Of het nu komt doordat de SSCI meer tijdschriften is gaan meetellen, of dat Nederlandse economen meer zijn gaan publiceren, feit is dat
het voor de top-30 benodigde aantal citaten door de rijd spectaculair is toegenomen. In 1981 was tien citaten al voldoende voor de
dertigste plaats, en dit steeg via 23 (in 1992 en 1993), 24 (1994), 28 (1995), 34 (1997) naar nu dus 39. Een verviervoudiging in 16 jaar tijd.
De toekomst
Het feit dat de top-30 zelf nogal statisch is, heeft er toe geleid dat elk jaar twee extra lijsten toegevoegd zijn om nieuwe trends op te
kunnen merken. tabel 2 bevat de citaties van het laatste hele jaar waarover gegevens beschikbaar zijn (1996). tabel 3 bevat de tipparade: de citaties van de eerste negen maanden van het afgelopen jaar (1997). De ervaring leert dat veel (jongere) onderzoekers via deze
tabellen in de top-30 terecht komen.
Nieuw in tabel 2 is Jacob de Haan. Hij is ‘Jean Monnet professor of European Economic Integration’ in Groningen, en heeft zich met
name bezig gehouden met (de geloofwaardigheid van) budgettair beleid, alsmede de rol van instituties, met name (de onafhankelijkheid
van) centrale banken. Voor hem geldt min of meer hetzelfde als voor Kremers: de belangstelling voor het vakgebied (en daarmee voor zijn
publicaties) zal de komende tijd alleen maar toenemen.

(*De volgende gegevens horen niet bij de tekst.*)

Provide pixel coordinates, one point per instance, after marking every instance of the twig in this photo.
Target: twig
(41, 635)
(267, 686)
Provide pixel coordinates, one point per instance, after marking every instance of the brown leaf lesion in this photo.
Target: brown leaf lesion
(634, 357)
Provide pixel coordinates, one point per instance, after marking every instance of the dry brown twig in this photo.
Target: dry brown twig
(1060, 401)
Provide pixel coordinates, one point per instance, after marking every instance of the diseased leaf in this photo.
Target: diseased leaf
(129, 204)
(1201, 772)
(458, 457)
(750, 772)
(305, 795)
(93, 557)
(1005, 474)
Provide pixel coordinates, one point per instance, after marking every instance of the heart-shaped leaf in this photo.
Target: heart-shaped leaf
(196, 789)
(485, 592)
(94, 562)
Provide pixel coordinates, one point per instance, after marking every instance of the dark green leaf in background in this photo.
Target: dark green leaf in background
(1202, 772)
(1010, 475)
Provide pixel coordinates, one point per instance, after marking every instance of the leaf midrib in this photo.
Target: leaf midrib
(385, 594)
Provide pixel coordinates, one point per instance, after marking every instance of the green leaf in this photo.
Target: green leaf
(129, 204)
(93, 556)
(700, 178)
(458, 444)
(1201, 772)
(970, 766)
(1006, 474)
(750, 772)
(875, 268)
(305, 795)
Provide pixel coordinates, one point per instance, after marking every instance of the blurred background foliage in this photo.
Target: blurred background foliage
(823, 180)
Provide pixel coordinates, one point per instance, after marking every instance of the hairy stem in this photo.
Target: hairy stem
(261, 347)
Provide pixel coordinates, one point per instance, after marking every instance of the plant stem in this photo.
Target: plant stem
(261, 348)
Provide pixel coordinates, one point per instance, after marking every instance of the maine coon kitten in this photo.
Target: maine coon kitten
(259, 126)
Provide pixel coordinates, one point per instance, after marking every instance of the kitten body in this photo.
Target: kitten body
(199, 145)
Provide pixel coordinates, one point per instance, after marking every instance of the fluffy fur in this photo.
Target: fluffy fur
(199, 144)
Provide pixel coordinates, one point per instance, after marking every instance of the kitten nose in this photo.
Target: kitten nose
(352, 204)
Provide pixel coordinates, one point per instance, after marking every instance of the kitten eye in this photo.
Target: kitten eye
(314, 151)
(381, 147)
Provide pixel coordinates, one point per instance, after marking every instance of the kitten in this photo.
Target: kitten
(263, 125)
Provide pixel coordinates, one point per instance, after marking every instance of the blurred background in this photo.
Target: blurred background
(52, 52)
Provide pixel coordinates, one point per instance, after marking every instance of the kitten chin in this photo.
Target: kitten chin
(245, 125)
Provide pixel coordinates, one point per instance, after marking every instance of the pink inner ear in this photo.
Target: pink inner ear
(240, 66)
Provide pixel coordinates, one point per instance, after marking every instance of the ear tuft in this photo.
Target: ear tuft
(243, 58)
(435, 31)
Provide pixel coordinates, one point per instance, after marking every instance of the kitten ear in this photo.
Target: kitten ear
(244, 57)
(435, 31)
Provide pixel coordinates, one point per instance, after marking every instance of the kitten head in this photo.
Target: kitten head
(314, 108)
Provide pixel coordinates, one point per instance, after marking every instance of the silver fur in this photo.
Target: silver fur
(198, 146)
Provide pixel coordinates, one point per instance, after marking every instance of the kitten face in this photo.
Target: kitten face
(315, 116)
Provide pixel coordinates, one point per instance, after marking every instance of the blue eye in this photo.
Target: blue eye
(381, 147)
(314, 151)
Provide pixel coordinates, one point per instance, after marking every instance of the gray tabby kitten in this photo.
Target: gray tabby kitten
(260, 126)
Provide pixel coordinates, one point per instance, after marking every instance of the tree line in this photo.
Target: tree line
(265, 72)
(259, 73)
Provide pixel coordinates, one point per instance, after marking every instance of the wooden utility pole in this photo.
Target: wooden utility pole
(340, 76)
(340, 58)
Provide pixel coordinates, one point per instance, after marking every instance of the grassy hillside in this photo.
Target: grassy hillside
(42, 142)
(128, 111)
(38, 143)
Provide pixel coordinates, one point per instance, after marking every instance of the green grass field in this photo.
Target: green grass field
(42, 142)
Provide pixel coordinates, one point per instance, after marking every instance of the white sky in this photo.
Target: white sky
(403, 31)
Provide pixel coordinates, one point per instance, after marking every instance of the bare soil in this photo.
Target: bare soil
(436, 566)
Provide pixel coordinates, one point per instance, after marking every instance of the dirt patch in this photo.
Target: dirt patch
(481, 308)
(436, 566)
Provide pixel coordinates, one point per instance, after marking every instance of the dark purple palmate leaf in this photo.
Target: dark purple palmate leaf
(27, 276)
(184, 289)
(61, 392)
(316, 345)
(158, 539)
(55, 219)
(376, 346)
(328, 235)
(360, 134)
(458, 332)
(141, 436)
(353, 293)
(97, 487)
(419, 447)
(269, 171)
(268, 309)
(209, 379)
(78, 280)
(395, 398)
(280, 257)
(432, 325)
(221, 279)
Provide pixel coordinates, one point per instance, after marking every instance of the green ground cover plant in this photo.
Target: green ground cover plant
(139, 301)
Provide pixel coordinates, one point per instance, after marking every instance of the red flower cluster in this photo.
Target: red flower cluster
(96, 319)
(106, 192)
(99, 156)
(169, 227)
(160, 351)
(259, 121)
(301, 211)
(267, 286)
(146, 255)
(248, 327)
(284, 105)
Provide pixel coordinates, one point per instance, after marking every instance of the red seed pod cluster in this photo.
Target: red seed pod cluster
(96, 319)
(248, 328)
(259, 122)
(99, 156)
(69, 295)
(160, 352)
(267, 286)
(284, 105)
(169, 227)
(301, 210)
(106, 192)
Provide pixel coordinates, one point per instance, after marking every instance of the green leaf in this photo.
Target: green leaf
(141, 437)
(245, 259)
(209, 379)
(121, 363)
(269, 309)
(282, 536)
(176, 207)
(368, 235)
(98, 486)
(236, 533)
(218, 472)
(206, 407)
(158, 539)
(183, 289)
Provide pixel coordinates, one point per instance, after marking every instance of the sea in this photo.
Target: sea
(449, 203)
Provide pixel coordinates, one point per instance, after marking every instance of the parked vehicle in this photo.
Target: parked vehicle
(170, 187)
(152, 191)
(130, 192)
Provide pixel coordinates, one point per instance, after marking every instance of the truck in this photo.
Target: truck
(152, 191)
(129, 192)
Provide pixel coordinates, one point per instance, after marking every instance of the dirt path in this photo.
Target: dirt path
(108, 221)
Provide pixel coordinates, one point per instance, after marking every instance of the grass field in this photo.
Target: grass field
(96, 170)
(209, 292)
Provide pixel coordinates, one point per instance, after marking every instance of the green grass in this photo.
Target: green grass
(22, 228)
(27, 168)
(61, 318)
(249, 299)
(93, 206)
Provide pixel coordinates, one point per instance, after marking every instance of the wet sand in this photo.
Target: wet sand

tabel 3 kent twee nieuwkomers: Bart Nooteboom en Erik Bartelsman. Eerstgenoemde is hoogleraar bedrijfskunde in Groningen, waar hij
zich onder meer bezig houdt met de Organisatie van ondernemingen en markten op basis van de transactiekostenbenadering. Bartelsman
is micro-econoom van origine. Zijn specialiteit wordt gevormd door de ontwikkelingen van (arbeids)productiviteit, met name in relatie tot
schaalvoordelen en externe effecten.
Tot besluit
Citatie-analyse zal wel altijd verguisd en aanbeden blijven. Aan veel economische faculteiten van de Nederlandse universiteiten wordt
meer en meer bezuinigd. Veel te veel ontslagen vallen op basis van anciënniteit. Veel te weinig spelen geleverde wetenschappelijke
prestaties hierbij een rol.
Zonder het belang van onderwijstaken te willen bagatelliseren, en zonder de pretentie te hebben een feilloze meetlat te hebben
geconstrueerd, hopen wij dat onze economen top-30 een bijdrage kan leveren aan het zichtbaar maken van wetenschappelijke prestaties

1 H.P. van Dalen, De kwaliteit van Nederlandse onderzoekers, ESB, 21-28 december 1994, blz. 1168-1171.
2 Ook dan blijven er overigens nog een aantal discussiepodia buiten beschouwing, zoals de opiniepagina’s van de landelijke dagbladen,
de ‘wetenschappelijke’ tijdschriften van de politieke partijen, en zelfs enige literaire tijdschriften zoals Tirade en Hollands Maandblad.
3 De jong overleden Aldi Hagenaars (EUR) is de enige vrouw die ooit op de lijst heeft gestaan, in 1992.
4 L. van der Geest, De Nederlandse economen top-30, ESB, 16 december 1992, blz. 1217-1219.